I'm sure you'll agree that everywhere a form of AI has been implemented, from playing chess, go and StarCraft, to medical imaging, folding proteins.. whatever, it quickly surpassed the quality of its human counterpart. Compared to those examples, generating code is a relatively easy task. And yes I understand that those use different "AI" than LLM's.
The study shows that your claim about productivity is false, now you're moving the goalposts. You've made a lot of claims, but it all stems from a narrow distaste in how LLM's function and you haven't backed anything up.
Code and "defining what you want" are exactly identical. Natural language is not capable of doing so.
LLMs aren't "in their infancy". They're tapped out.
You can't decouple quality and productivity, because code that isn't of sufficient quality is not useful, and the debt of bad code costs many, many more times more work than doing code correctly. Low quality code isn't "doing the job".
No, you define what you want in project planning and briefs, coding is the interpretation of your definition. It is quickly becoming far easier and definitely faster for a machine to interpret what we define than for us to translate our definition into what a machine can interpret.
And 64k oughta be enough for everyone.
You switch to LLM's at your convenience but you tripped over the term "AI". We've been over this a few times already and I hate repeating myself.

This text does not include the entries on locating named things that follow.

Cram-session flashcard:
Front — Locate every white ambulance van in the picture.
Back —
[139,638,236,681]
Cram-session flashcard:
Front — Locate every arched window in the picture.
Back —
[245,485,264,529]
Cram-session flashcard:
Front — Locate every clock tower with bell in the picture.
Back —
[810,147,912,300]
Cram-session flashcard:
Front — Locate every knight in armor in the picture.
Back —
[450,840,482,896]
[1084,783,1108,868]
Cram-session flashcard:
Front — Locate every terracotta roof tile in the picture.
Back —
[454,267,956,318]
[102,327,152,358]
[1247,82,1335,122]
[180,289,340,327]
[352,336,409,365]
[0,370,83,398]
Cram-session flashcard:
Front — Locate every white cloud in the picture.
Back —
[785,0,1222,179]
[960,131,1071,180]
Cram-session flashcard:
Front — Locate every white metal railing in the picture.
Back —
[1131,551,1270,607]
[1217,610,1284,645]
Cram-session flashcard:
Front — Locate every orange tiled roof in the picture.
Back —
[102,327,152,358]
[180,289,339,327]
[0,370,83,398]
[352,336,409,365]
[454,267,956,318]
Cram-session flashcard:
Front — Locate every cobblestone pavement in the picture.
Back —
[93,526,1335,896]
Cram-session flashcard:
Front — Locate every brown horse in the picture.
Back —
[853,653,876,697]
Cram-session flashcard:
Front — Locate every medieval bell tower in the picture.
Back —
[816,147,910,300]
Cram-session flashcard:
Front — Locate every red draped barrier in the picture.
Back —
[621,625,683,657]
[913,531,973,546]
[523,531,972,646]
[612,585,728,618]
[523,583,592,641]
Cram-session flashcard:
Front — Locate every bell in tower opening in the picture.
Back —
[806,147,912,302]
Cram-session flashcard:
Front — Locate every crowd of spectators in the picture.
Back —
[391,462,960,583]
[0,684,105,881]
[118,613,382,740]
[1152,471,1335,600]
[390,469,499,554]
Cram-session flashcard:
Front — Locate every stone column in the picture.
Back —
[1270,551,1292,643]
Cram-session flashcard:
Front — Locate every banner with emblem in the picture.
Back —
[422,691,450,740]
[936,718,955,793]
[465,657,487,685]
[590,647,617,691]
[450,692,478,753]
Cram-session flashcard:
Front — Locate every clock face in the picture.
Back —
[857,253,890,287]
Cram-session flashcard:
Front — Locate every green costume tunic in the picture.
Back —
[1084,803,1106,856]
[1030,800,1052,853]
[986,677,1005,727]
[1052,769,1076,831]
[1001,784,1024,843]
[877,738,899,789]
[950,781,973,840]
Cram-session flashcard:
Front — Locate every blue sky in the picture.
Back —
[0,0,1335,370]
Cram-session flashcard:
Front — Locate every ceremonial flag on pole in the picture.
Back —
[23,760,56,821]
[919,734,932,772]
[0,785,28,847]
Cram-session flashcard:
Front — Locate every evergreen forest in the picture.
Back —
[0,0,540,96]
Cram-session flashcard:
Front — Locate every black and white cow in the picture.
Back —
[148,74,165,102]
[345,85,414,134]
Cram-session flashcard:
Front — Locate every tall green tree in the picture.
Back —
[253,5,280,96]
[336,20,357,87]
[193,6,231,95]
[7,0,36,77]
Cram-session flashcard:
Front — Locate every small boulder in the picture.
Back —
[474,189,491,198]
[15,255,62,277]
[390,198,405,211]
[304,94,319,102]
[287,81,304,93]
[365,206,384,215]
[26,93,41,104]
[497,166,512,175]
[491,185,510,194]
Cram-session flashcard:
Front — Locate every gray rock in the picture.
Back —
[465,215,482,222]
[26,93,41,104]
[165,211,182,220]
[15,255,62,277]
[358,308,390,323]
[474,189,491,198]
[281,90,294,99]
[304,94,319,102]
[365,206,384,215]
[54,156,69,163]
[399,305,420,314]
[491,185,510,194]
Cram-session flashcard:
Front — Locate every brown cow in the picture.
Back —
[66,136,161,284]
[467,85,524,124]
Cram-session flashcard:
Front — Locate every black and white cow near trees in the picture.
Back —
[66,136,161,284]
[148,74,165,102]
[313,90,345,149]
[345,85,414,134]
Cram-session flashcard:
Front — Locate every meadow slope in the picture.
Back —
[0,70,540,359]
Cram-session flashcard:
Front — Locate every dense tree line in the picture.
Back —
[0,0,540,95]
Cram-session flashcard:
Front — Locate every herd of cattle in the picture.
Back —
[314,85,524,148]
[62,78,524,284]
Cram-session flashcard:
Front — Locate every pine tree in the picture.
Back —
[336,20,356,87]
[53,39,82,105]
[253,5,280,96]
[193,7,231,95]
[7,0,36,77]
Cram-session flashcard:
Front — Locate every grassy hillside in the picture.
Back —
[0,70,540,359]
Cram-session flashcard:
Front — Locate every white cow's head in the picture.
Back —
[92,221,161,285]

We can boil the issue down to a very simple question, do you think in time AI will play a significant role in how we generate code?
If the answer is no, then I'll see you in ten years, if the answer is yes, then you should admit that GitHub choosing that term is not out of place and it is only self evident that they use what is currently the best approach to produce code/assistance while putting it under the "AI" banner for their long term vision and because it wants and needs to ride the hype train.
All the arguments I hear are largely pedantry and contrarianism. You see this every time something new and exciting pops up, people will huff and puff about small issues while losing track of the larger picture. The way you choose your words makes it obvious that this is just another case of that. No nuance, no, just "this is trash", as if completely oblivious to the fact that in the time it took you to type those 3 words, a million people received an answer from an LLM that would otherwise take them 5 minutes to Google.
But you have no idea whether the code generated is of such low quality that it offsets the time it took to produce it. That is just another assertion. For someone who is so adamant about the precision of code, you sure do throw around a lot of unfounded beliefs.
Like this gem for instance. Not only do you build on the unfounded premise that AI generates bad code, it also assumes a coder does not. On top of that, how much bad code? How many more times? Shouldn't there be some quantification in all this rhetoric?